Judo afectivo e esqui
Kundera e o campeão de judo
1 - Milan Kundera, o grande escritor checo, tem vários livros essenciais, um deles: A Insustentável Leveza do Ser.
Nesse livro, aparece o diálogo entre um homem e uma mulher, Franz e Sabina. Diz ele, Franz:
«Já não tens que ter medo de nada: agora tens-me a mim para te defender! Fui campeão de judo na minha juventude!»
Ao mesmo tempo que diz isso, ele levanta uma cadeira, com uma única mão: «Conseguiu endireitar o braço na vertical sem largar a cadeira.» A mulher diz-lhe: «É bom saber que és tão forte!»
E tudo parece certo. Porém, o narrador diz ainda: «Mas, bem lá no fundo, acrescentou para si própria (Sabina): Franz é forte, mas a força dele está unicamente voltada para fora. Com as pessoas com quem vive, com aqueles que ama, é muito fraco.»
Pensar no mundo tenso e violento de alguns países em que a força física é ainda essencial. E pensar nas democracias em que o espaço público é ainda um lugar seguro e tranquilo. Não precisas da força física para te defender, precisas de argumentos.
Força para fora e força para dentro
2 - Pensar ainda nestas duas variantes: a força virada para fora e a força virada para dentro. Uma parte do mundo concentrada na criação de músculos visíveis; músculos que se transformam por vezes em paisagem.
- Vamos ver aqueles músculos - poderia dizer-se da mesma maneira que alguns turistas ou pessoas que vivem no interior, dizem: vamos ver o mar.
Pensar no corpo como uma paisagem. Uma película exterior.
Pois então, essa paisagem exterior anatómica: um corpo musculado aí está: a força está virada para fora.
Uma força virada para dentro, o que seria? Por exemplo: treinar a musculatura da sensibilidade da inteligência. Mas não só.
Força virada para dentro, alguns outros exemplos: capacidade de concentração, capacidade para não desistir etc. etc.
Um corpo exterior bem forte e bem musculado pode não se concentrar minimamente.

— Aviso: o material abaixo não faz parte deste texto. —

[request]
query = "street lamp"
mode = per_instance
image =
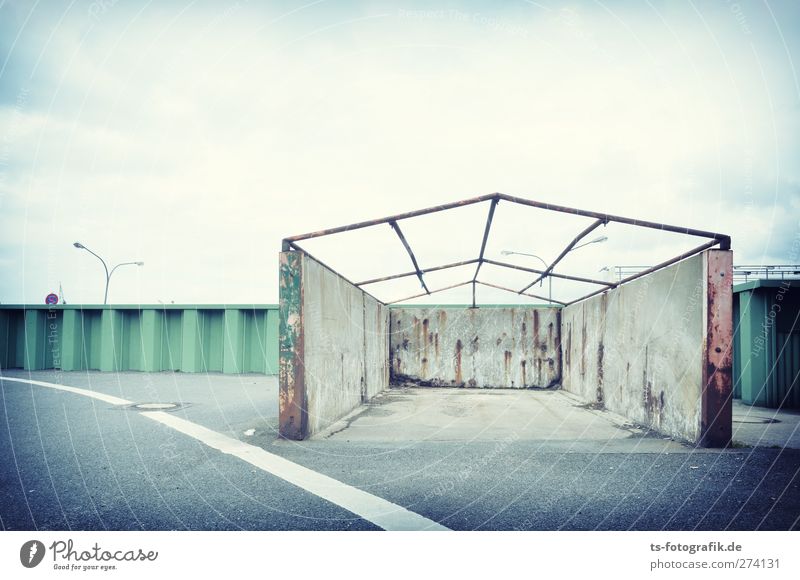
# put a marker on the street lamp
(549, 278)
(598, 240)
(80, 246)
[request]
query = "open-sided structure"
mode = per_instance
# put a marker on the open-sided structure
(655, 346)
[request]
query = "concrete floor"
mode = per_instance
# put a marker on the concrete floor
(761, 427)
(447, 414)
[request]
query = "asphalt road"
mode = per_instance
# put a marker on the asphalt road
(74, 463)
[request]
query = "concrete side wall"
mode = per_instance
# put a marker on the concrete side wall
(334, 350)
(476, 347)
(638, 349)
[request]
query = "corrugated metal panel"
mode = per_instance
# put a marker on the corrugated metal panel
(785, 390)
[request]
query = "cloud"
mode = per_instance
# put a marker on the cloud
(194, 137)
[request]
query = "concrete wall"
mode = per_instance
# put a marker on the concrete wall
(333, 346)
(514, 347)
(187, 338)
(647, 350)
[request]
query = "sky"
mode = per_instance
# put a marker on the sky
(194, 136)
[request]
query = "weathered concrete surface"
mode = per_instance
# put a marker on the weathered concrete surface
(476, 347)
(334, 349)
(446, 414)
(715, 408)
(658, 350)
(638, 350)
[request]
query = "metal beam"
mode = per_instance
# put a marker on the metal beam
(664, 264)
(417, 271)
(394, 218)
(523, 293)
(413, 272)
(488, 227)
(589, 229)
(429, 293)
(723, 239)
(553, 274)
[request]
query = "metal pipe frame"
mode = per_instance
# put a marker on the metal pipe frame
(565, 251)
(716, 239)
(417, 271)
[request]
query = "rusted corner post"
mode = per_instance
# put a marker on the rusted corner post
(292, 404)
(716, 414)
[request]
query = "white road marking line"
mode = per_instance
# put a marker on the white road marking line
(380, 512)
(78, 391)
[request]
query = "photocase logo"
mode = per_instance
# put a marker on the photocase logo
(31, 553)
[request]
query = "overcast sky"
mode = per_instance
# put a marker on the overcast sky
(194, 136)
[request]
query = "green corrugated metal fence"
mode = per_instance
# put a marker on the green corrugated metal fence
(186, 338)
(766, 353)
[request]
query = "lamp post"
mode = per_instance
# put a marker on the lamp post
(105, 267)
(549, 278)
(597, 240)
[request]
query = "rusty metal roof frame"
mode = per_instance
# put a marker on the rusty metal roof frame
(715, 239)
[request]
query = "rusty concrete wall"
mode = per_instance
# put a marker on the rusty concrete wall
(641, 350)
(514, 347)
(336, 356)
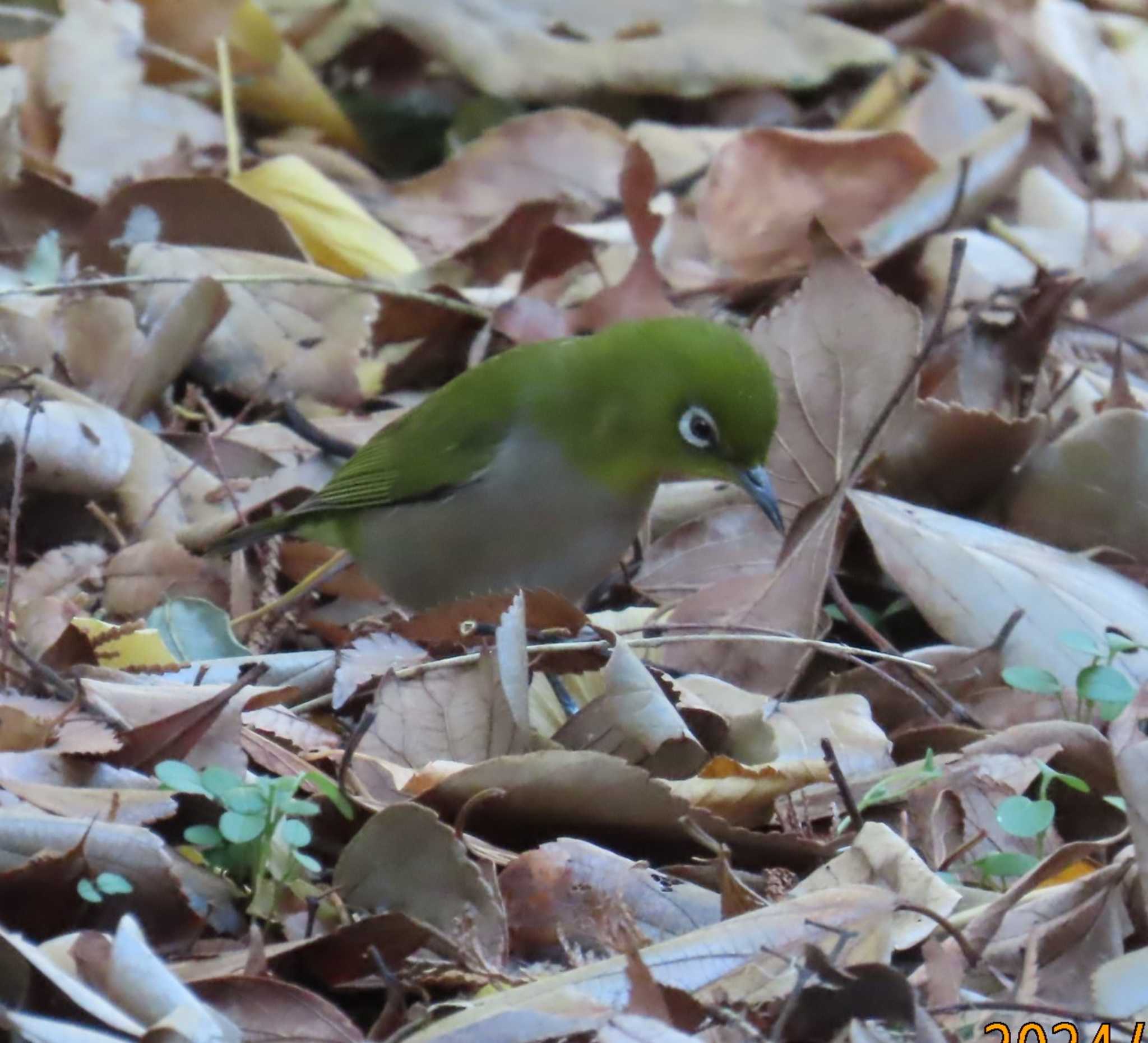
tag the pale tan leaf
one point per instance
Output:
(879, 857)
(967, 578)
(744, 959)
(634, 720)
(405, 860)
(276, 339)
(511, 51)
(1089, 488)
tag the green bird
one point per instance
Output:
(536, 469)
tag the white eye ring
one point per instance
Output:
(698, 428)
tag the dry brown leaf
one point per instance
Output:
(837, 348)
(746, 795)
(714, 546)
(762, 191)
(878, 856)
(142, 575)
(786, 600)
(99, 346)
(174, 341)
(751, 958)
(953, 457)
(634, 720)
(62, 572)
(1066, 925)
(370, 658)
(566, 155)
(1087, 488)
(277, 339)
(110, 133)
(455, 713)
(555, 793)
(575, 891)
(81, 449)
(268, 1009)
(404, 860)
(512, 50)
(163, 885)
(140, 706)
(126, 807)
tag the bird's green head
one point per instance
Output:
(675, 397)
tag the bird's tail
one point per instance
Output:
(246, 535)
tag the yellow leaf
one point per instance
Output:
(336, 231)
(292, 93)
(1082, 868)
(139, 648)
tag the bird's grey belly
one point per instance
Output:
(530, 521)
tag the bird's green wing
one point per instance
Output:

Um corpo exterior forte bem musculado pode desistir à primeira derrota ou ao primeiro falhanço.
Força virada para dentro, força virada para fora.
Judo afectivo
3 - Pensar, assim, numa espécie de judo afectivo que não derrube, pelo contrário: levante ou impeça que o outro caia. Golpes de mãos e pernas para impedir que o outro desfaleça.
Um judo que salve: que impeça tropeções, desequilíbrios e quedas para a frente e para trás.
Um judo que seja judo de primeiros socorros: indivíduos distribuídos pelas ruas para evitarem pequenos desastres, escorregadelas, etc.. Por exemplo, pensemos no vaso que cai do último andar em direcção à cabeça desprevenida de alguém. E pensemos que cabeça, tronco e pernas da iminente vítima são afastados, no último momento, pelo judoca salvador, dessa linha vertical e definitiva que vem de cima com o vaso e que terminaria na morte certa. O Judoca urbano, judoca à civil espalhado pela cidade que utiliza a sua arte para impedir que o cidadão caia de forma errada e desastrosa.
Judocas, portanto, que são salvadores terrestres, funcionários do governo pagos para evitar pequenos desastres urbanos. Em suma, em vez de nadadores salvadores pensar em marchadores-salvadores: andam em solo firme e evitam, entre muitas outras coisas, que a senhorita de setenta anos escorregue e caia no passeio.
O anúncio que assusta: Vem aí o esqui
4 - Um amigo fala-me das maravilhas do esqui. E agora que se aproxima o inverno, ele prepara já o equipamento.
Lembro-me logo da frase de Erma Bombeck, escritora americana e humorista que propôs para o sue próprio epitáfio: «Eu bem te tinha dito que estava doente.» Pois bem, sobre o esqui ela disse uma vez, de uma forma que parece sensata, que «não se deviam praticar desportos que têm ambulâncias nos sopés das montanhas».
E quando uma vez perguntaram ao autor americano Corey Ford, se gostava de esquiar, ele respondeu:
«Esquiar? Porquê partir as pernas com 40 graus abaixo de zero quando as podemos partir nas escadas lá em casa?»
Portanto, se alguém o convidar para esquiar, aplique-lhe no mínimo um golpe de judo. Afectivo ou não.